When a call is placed between two phones that are configured as video enabled and that have a workstation with CUVA attached to them, the phone plays the role of the voice endpoint, whereas the data device represents the video endpoint.

All CUCM signaling is sent to and from the phone. The phone proxies the video signaling to and from the workstation via the CAST protocol. Cisco firewalls do not currently inspect the CAST protocol, so the filter required for CUVA-initiated video media needs to be manually configured.

Voice media flows directly between the voice endpoints and video media flows directly between the video endpoints.
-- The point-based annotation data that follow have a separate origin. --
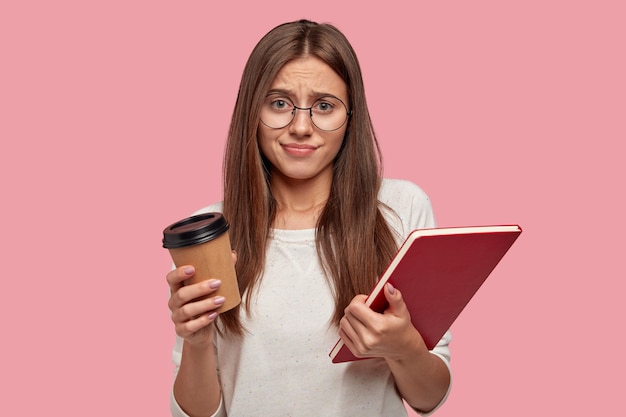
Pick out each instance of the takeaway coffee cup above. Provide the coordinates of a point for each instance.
(202, 241)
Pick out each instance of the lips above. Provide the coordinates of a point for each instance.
(299, 149)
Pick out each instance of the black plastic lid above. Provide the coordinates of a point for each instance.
(194, 230)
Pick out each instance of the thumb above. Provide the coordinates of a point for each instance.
(394, 297)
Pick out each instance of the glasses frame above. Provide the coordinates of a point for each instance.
(310, 110)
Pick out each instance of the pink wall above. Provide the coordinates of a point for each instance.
(113, 118)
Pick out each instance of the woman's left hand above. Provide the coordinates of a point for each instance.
(390, 335)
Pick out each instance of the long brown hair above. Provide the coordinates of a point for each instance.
(353, 239)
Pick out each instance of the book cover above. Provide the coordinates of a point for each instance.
(438, 271)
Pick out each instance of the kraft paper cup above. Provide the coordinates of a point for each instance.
(202, 241)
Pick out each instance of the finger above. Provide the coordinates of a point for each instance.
(397, 307)
(176, 276)
(191, 292)
(191, 311)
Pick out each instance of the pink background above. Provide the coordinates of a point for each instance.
(113, 117)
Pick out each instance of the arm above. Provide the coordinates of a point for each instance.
(196, 390)
(421, 377)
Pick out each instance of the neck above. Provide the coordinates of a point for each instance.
(299, 202)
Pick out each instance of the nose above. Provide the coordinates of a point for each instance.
(301, 124)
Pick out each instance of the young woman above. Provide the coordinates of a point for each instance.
(313, 225)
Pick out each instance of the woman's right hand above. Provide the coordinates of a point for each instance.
(193, 319)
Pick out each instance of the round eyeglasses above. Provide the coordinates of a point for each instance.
(327, 113)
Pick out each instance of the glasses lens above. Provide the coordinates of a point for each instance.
(277, 111)
(327, 113)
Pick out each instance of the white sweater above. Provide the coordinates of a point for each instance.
(282, 367)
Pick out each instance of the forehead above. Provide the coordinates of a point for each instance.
(309, 76)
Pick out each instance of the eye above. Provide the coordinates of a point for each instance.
(323, 106)
(279, 104)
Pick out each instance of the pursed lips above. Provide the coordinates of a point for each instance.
(298, 148)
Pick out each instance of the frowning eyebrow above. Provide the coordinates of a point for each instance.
(290, 93)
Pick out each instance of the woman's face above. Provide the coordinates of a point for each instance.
(300, 150)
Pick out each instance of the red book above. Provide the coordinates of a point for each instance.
(438, 271)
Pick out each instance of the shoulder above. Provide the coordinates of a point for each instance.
(406, 206)
(398, 190)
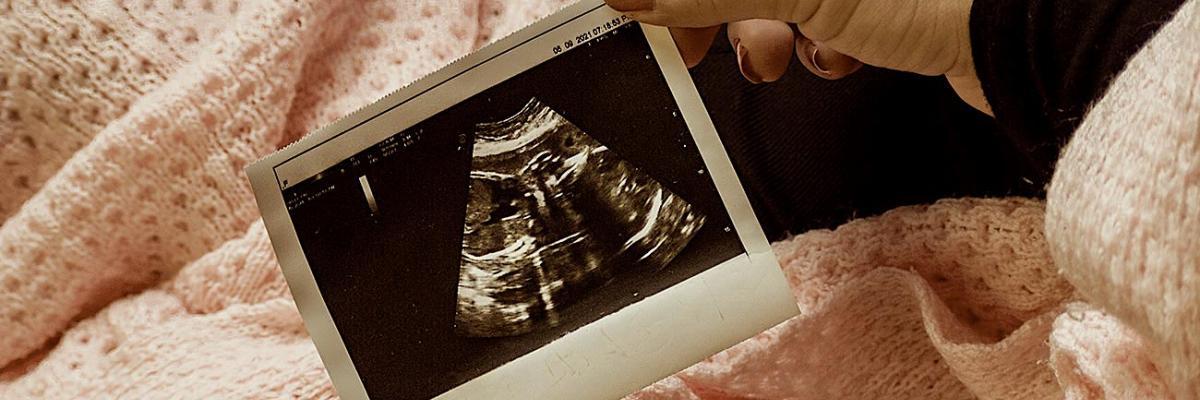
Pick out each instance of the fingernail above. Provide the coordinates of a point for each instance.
(744, 64)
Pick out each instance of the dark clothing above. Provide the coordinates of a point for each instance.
(1043, 63)
(814, 154)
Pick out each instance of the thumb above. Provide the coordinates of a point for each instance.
(700, 13)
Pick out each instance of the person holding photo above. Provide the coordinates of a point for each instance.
(1123, 208)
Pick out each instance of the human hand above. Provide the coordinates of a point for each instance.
(831, 37)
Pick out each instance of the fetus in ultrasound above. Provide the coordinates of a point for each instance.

Cisco Unified Personal Communicator

Cisco Unified Personal Communicator transparently integrates frequently used communications applications and services into a single unified client. From an easy-to-use interface on a PC or Mac, it provides quick and easy access to powerful communications tools—softphone, presence, instant messaging, visual voice mail, click to call, employee directory, communication history, video, and Web conferencing.

When being used for IP Telephony, CUPC can operate in either of two modes:

Softphone mode

In softphone mode, the CUPC is an IP telephony endpoint, using SIP signaling to communicate with CUCP and establishing RTP voice media streams with other voice endpoints.

Deskphone mode

In deskphone mode, the CUPC is used to control a desktop Cisco Unified IP phone to make, receive, or merge calls.

Next we look at the following stages of CUVA call establishment;

CUPC initialization

CUPC signaling and call flows—deskphone mode

CUPC signaling and call flows—softphone mode

CUPC signaling and call flows—softphone video call

CUPC signaling and call flows—softphone video call, inter-VPN

CUPC signaling and call flows—instant messaging

CUPC Initialization

In this section we look at the data flows that occur when CUPC is started on a workstation.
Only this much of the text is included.